From Chieti, take SS5 west about twelve miles to Torre de' Passeri, then follow the signs to nearby S. Clemente Abbey. Widely considered the most glorious example of Abruzzo-style romanesque architecture, this pink-and-white complex has delicate travertine columns, carvings and decorations that resemble the finest lace.
Monasteries and Convents in Abruzzo
Because it is hilly and remote, Abruzzo has always been favored by monks, hermits and saints, who built their sanctuaries in the most spectacular spots they could find. Many are still beautifully preserved, and some offer hospitality to guests.
When he wasn't off converting thousands and spurring on soldiers all over Europe, St. John of Capestrano lived in the Convent of San Giuliano, which overlooks the city of L'Aquila. Today it is home to only seven friars, who run a small natural history museum, a library with hundreds of ancient manuscripts, volumes and illuminated works, and the Baroque church, with its vast 18th-century fresco of the Three Kings. There's also a lovely 15th-century cloister.
It's not an easy drive to Fossa, but the Convent of Sant'Angelo d'Ocre is worth the effort. Founded by Benedictine monks in 1242, it has a lovely romanesque cloister and an interesting refectory, both bearing frescoes by local artists. Set on a silent, panoramic hillside, it makes a perfect place for a short retreat.

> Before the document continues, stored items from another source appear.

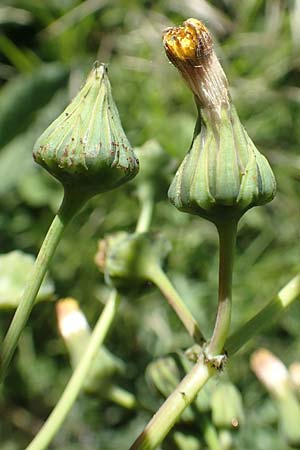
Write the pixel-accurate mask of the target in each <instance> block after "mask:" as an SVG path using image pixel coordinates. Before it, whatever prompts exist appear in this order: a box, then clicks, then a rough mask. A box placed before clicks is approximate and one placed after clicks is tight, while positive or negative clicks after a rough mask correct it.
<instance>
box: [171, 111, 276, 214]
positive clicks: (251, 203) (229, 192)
mask: <svg viewBox="0 0 300 450" xmlns="http://www.w3.org/2000/svg"><path fill="white" fill-rule="evenodd" d="M275 191H276V183H275V178H274V175H273V172H272V169H271V167H270V165H269V163H268V161H267V159H266V158H265V157H264V156H263V155H262V154H261V153H260V152H259V151H258V150H257V148H256V147H255V145H254V144H253V142H252V140H251V139H250V138H249V136H248V134H247V132H246V131H245V129H244V127H243V126H242V124H241V122H240V120H239V117H238V115H237V113H236V110H235V108H234V106H233V105H232V104H231V105H224V106H223V108H222V110H221V116H220V117H219V118H216V117H211V116H210V114H209V112H207V111H205V110H201V111H199V117H198V121H197V124H196V128H195V132H194V137H193V142H192V145H191V148H190V150H189V152H188V153H187V155H186V156H185V158H184V160H183V162H182V164H181V165H180V167H179V169H178V171H177V173H176V175H175V178H174V180H173V182H172V184H171V186H170V189H169V194H168V195H169V198H170V200H171V202H172V203H173V204H174V205H175V206H176V207H177V208H178V209H179V210H181V211H185V212H189V213H191V214H197V215H200V216H202V217H205V218H207V219H209V220H211V221H213V222H216V221H218V220H219V218H221V217H224V215H229V216H232V217H234V216H236V217H237V218H238V217H240V216H241V215H242V214H243V213H244V212H245V211H246V210H248V209H249V208H251V207H252V206H256V205H262V204H265V203H267V202H269V201H271V200H272V199H273V197H274V195H275Z"/></svg>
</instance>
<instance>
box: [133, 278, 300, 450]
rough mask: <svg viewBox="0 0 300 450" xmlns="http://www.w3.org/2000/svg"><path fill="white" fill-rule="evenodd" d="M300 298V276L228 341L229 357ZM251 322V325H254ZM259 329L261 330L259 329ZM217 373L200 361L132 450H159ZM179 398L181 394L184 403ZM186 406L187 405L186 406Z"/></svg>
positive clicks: (170, 399)
mask: <svg viewBox="0 0 300 450" xmlns="http://www.w3.org/2000/svg"><path fill="white" fill-rule="evenodd" d="M299 297H300V274H298V275H297V276H296V277H294V278H293V279H292V280H291V281H290V282H289V283H288V284H287V285H286V286H285V287H284V288H283V289H281V291H280V292H279V294H278V295H277V296H276V297H275V299H273V300H272V301H271V302H270V303H269V304H268V305H267V306H266V307H265V308H263V309H262V310H261V311H260V312H259V313H258V314H257V315H256V316H255V317H254V318H253V319H252V320H251V321H249V322H247V323H246V324H245V325H244V326H242V327H241V328H239V330H238V331H236V332H235V333H234V334H233V335H232V336H231V337H230V338H229V339H228V341H227V344H226V348H228V349H229V355H231V354H233V353H235V352H237V351H238V350H239V349H240V348H241V347H242V346H243V345H244V344H245V342H246V340H249V339H251V338H252V337H253V336H255V335H256V334H257V331H262V330H263V329H264V328H267V327H268V325H269V324H270V323H271V321H272V320H271V319H272V317H271V316H270V315H269V314H272V313H273V312H274V313H275V315H276V316H277V317H278V315H279V314H280V313H282V312H283V311H284V310H285V308H287V307H288V306H289V305H290V304H291V303H292V302H293V301H294V300H296V299H297V298H299ZM250 322H251V324H250ZM256 325H258V328H256ZM215 373H216V369H215V368H213V367H212V366H211V365H210V364H206V363H205V361H204V360H203V358H202V357H200V359H199V361H198V362H197V364H196V365H195V366H194V367H193V368H192V370H191V371H190V372H189V373H188V374H187V375H186V376H185V378H183V380H182V381H181V383H180V384H179V385H178V387H177V388H176V389H175V391H174V392H173V393H172V394H171V395H170V396H169V397H168V398H167V399H166V401H165V402H164V403H163V404H162V406H161V407H160V409H159V410H158V411H157V413H156V414H155V415H154V416H153V418H152V419H151V421H150V422H149V424H148V425H147V426H146V428H145V429H144V431H143V432H142V433H141V434H140V436H139V437H138V438H137V440H136V441H135V443H134V444H133V446H132V447H131V448H130V450H155V449H156V448H157V446H158V445H159V444H160V443H161V442H162V441H163V440H164V438H165V437H166V435H167V434H168V432H169V431H170V430H171V428H172V427H173V425H174V424H175V423H176V422H177V420H179V418H180V416H181V414H182V413H183V411H184V409H185V408H186V407H188V406H189V405H190V404H191V403H192V401H193V400H194V398H195V397H196V395H197V393H198V392H199V391H200V390H201V389H202V387H203V386H204V385H205V383H206V382H207V381H208V379H209V378H211V377H212V376H213V375H214V374H215ZM179 394H181V399H180V396H179ZM183 403H184V404H183Z"/></svg>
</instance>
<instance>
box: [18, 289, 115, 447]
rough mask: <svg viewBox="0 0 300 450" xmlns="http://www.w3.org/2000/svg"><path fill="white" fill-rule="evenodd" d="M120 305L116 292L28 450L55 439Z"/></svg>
mask: <svg viewBox="0 0 300 450" xmlns="http://www.w3.org/2000/svg"><path fill="white" fill-rule="evenodd" d="M118 304H119V299H118V295H117V293H116V291H113V292H112V294H111V296H110V298H109V300H108V302H107V304H106V305H105V307H104V309H103V311H102V314H101V315H100V317H99V319H98V321H97V324H96V326H95V328H94V330H93V333H92V335H91V337H90V340H89V343H88V347H87V348H86V351H85V353H84V355H83V357H82V360H81V361H80V363H79V364H78V366H77V367H76V369H75V370H74V372H73V375H72V377H71V378H70V380H69V382H68V384H67V386H66V388H65V390H64V392H63V394H62V396H61V397H60V399H59V401H58V403H57V405H56V406H55V408H54V410H53V411H52V413H51V414H50V416H49V417H48V419H47V421H46V422H45V424H44V425H43V427H42V428H41V429H40V431H39V433H38V434H37V435H36V437H35V438H34V439H33V441H32V442H31V443H30V444H29V445H28V447H27V448H26V450H43V449H45V448H47V446H48V445H49V443H50V442H51V440H52V439H53V437H54V436H55V435H56V433H57V432H58V430H59V429H60V427H61V425H62V423H63V421H64V420H65V418H66V416H67V414H68V412H69V411H70V409H71V408H72V406H73V404H74V402H75V400H76V398H77V396H78V394H79V392H80V389H81V388H82V385H83V384H84V381H85V379H86V376H87V373H88V371H89V369H90V367H91V365H92V362H93V360H94V358H95V356H96V354H97V352H98V351H99V347H100V345H101V344H102V343H103V341H104V338H105V336H106V334H107V332H108V330H109V328H110V325H111V323H112V321H113V319H114V317H115V314H116V311H117V307H118Z"/></svg>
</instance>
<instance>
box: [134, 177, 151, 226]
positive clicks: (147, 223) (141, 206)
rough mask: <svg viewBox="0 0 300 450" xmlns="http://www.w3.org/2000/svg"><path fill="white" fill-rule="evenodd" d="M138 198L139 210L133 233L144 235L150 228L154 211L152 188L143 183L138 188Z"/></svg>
mask: <svg viewBox="0 0 300 450" xmlns="http://www.w3.org/2000/svg"><path fill="white" fill-rule="evenodd" d="M138 197H139V199H140V203H141V210H140V215H139V218H138V222H137V225H136V228H135V231H136V232H137V233H145V232H146V231H148V230H149V228H150V225H151V221H152V217H153V211H154V195H153V188H152V186H151V185H150V184H149V183H144V184H143V185H142V186H140V187H139V189H138Z"/></svg>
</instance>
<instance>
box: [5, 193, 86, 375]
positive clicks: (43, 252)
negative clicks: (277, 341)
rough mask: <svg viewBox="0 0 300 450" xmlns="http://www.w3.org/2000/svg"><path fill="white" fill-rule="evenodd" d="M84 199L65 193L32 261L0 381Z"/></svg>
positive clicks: (85, 200) (8, 334)
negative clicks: (50, 263)
mask: <svg viewBox="0 0 300 450" xmlns="http://www.w3.org/2000/svg"><path fill="white" fill-rule="evenodd" d="M86 200H87V198H86V196H85V195H83V194H78V193H76V194H75V193H73V192H68V191H65V194H64V198H63V202H62V205H61V207H60V209H59V211H58V213H57V215H56V216H55V217H54V220H53V222H52V224H51V226H50V228H49V230H48V232H47V234H46V237H45V239H44V242H43V244H42V246H41V248H40V251H39V254H38V256H37V258H36V260H35V263H34V267H33V270H32V272H31V274H30V275H29V280H28V282H27V286H26V288H25V290H24V293H23V295H22V297H21V300H20V303H19V306H18V308H17V310H16V312H15V315H14V317H13V320H12V322H11V324H10V327H9V329H8V331H7V334H6V336H5V338H4V341H3V345H2V351H1V358H0V381H2V380H3V379H4V377H5V375H6V372H7V369H8V366H9V363H10V361H11V359H12V357H13V354H14V352H15V349H16V346H17V344H18V340H19V338H20V335H21V333H22V331H23V329H24V327H25V325H26V323H27V320H28V318H29V315H30V313H31V310H32V308H33V306H34V302H35V299H36V296H37V294H38V291H39V289H40V286H41V284H42V281H43V279H44V277H45V274H46V271H47V270H48V267H49V264H50V261H51V259H52V257H53V255H54V253H55V250H56V248H57V246H58V243H59V241H60V239H61V237H62V234H63V232H64V230H65V229H66V227H67V225H68V224H69V222H70V221H71V220H72V218H73V217H74V216H75V215H76V213H77V212H78V211H79V210H80V209H81V207H82V206H83V204H84V203H85V201H86Z"/></svg>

Near Chieti, the abbey of San Giovanni in Venere is perched like a hillside balcony overlooking the sea. This very ancient Benedictine retreat has a richly decorated façade and a lovely cloister with slender sculpted marble columns. The medieval church, with three soaring naves separated by graceful arches, was frescoed in the 12th century by a local artist.
In the same area, both the Santuario del Volto Santo and the Convento dell'Osservanza offer hospitality to guests. Neither is an artistic treasure of the level of San Giovanni in Venere, but the Convento dell'Osservanza has a beautiful setting in a thick hillside forest.
In Teramo province, the Convento di Santa Maria in Colleromano is also in an idyllic spot, on a slope overlooking the beautiful hill town of Penne. In the early 1300s, this was an important Benedictine abbey, and you can visit its Gothic church, which harbors several lovely 15th-century frescoes and paintings and a Baroque altar. There's also a medieval cloister and an excellent library.